I arrived at the Timpooneke trail head at about 11:15 p.m. I took the next half hour trying to re-tape my beat up feet and eating plenty. During my Provo Peak ordeal, I had eaten very little. Feeling somewhat recovered, I was on the familiar trail at 11:47 p.m. I’ve gone up this trail nearly 100 times, so it was comforting to be on home turf, knowing what to expect. Along the way up, several groups of hikers were coming down who had watched the fireworks from the top. I felt better, but my progress was slow. It took me three hours to reach the saddle, a trip that normally takes me less than two hours. There were a couple hairy steep snow fields to cross with icy snow.
Next, I needed to go north along the top of the Timpanogos ridge to go bag North Timpanogos (11,441). The out and back is only 3.8 miles, but very rough. I had accomplished this route twice before, both in the dark. My first mistake was that I had a hand-held light. I should have also taken a headlamp to help me stay on the right route. Compared to last year, the route was much, much harder because of more loose rock. At night, I marveled how difficult this was. You can make pretty good time if you can stay on the correct faint trail through the rocks. But I kept losing it over and over again and made slow progress with very little running.

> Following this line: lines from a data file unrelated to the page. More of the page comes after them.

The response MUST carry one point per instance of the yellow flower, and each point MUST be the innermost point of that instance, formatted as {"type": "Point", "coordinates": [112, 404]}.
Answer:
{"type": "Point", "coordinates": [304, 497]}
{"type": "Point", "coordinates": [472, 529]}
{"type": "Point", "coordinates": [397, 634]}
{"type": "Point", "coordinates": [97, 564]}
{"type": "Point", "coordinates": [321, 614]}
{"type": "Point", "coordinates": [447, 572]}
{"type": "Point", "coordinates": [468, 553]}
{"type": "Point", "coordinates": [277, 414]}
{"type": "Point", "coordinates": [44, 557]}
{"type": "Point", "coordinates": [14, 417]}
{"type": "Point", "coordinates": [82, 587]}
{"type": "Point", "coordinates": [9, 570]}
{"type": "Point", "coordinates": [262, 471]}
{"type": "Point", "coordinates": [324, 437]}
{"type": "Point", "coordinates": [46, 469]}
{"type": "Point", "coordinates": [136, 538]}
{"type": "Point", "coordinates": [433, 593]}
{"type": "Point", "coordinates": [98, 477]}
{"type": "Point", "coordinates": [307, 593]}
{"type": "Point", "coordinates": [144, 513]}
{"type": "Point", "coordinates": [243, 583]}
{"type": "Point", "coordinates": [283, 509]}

Finally after another 1:48 from the Timp saddle, I sat down on North Timpanogos. It was now 4:30 a.m. The wind was kicking up and I longed for the sun to rise. My trip back to the saddle was rough, taking me nearly two hours. A terrible blister on the bottom of my foot greatly slowed me and I hadn’t brought any tape with me. By the time I reached the Timp saddle, my determination left me. The next two summits (Timpanogos and South Timpanogos) would be fairly easy but with the sore foot, high wind, and the hot sunshine ahead, I decided that five summits would be enough for this adventure.
The trip down took me 1:45, but I enjoyed the morning. I reached my car at 9:00 a.m. in a lot of pain.

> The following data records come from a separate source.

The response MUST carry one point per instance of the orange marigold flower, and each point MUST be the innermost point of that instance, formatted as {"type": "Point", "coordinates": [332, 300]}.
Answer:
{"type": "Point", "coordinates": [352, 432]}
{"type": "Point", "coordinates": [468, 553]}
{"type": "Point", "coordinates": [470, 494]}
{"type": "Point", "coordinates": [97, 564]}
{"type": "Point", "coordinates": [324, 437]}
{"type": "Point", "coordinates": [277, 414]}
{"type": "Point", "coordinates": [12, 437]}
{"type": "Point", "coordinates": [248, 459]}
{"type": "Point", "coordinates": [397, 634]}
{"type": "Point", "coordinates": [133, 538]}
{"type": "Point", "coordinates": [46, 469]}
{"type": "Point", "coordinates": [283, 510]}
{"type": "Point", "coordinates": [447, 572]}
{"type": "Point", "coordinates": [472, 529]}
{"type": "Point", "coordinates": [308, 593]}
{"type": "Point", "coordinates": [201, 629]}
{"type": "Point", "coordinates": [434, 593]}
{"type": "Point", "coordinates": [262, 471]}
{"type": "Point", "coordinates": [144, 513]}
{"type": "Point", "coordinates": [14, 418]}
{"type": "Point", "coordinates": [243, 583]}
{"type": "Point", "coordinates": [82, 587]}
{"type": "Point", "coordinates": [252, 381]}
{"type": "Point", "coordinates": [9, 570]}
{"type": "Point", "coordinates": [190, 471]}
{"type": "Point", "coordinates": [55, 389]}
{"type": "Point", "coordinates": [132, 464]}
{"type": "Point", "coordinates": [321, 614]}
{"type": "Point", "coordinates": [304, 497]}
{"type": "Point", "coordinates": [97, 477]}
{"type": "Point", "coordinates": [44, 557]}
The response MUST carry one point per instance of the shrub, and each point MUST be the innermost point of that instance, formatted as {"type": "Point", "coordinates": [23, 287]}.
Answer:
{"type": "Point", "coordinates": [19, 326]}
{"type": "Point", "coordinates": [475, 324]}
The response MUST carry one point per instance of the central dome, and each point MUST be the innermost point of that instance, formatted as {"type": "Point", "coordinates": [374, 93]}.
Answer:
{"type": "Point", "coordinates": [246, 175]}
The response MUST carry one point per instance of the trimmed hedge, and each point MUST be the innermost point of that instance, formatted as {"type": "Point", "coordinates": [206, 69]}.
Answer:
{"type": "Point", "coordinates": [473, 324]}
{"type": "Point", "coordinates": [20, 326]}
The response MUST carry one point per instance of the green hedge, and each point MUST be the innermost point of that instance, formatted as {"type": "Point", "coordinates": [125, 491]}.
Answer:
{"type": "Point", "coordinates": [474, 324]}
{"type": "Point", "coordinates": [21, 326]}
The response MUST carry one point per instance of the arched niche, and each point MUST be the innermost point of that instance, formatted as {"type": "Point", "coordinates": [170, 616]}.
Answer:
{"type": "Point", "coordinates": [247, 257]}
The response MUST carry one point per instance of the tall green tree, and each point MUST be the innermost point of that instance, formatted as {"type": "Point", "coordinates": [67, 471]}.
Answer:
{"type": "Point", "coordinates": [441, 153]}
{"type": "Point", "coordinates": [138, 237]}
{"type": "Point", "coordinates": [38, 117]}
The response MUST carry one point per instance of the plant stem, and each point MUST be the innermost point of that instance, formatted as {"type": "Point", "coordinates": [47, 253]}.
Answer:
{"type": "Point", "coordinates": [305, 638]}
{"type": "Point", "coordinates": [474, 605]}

My entire adventure including about five hours of driving took me 28 hours. I climbed about 16,000 feet and traveled about 42 miles. I had bagged five of the eight highest peaks in Utah County and did the most difficult ones.
Despite all my suffering, I still believed that next time I could do all eight in less than 27 hours. If I did it right, for all eight peaks, the total amount of climbing would be about 22,000 feet in about 40 miles (saving 8 miles by driving all the way to the Provo Peak trailhead). The toughest peaks (Provo, East Provo, North Timp) should be done in the daylight. I should start a couple hours earlier, doing the climb up Nebo in the dark, the Provo peaks during the mid-day, North Timp during the late day, the other two Timp peaks during the night, and Box Elder during the early morning. But all of this is for another day. For now, I’m just content in the effort I made and the things I learned along the way.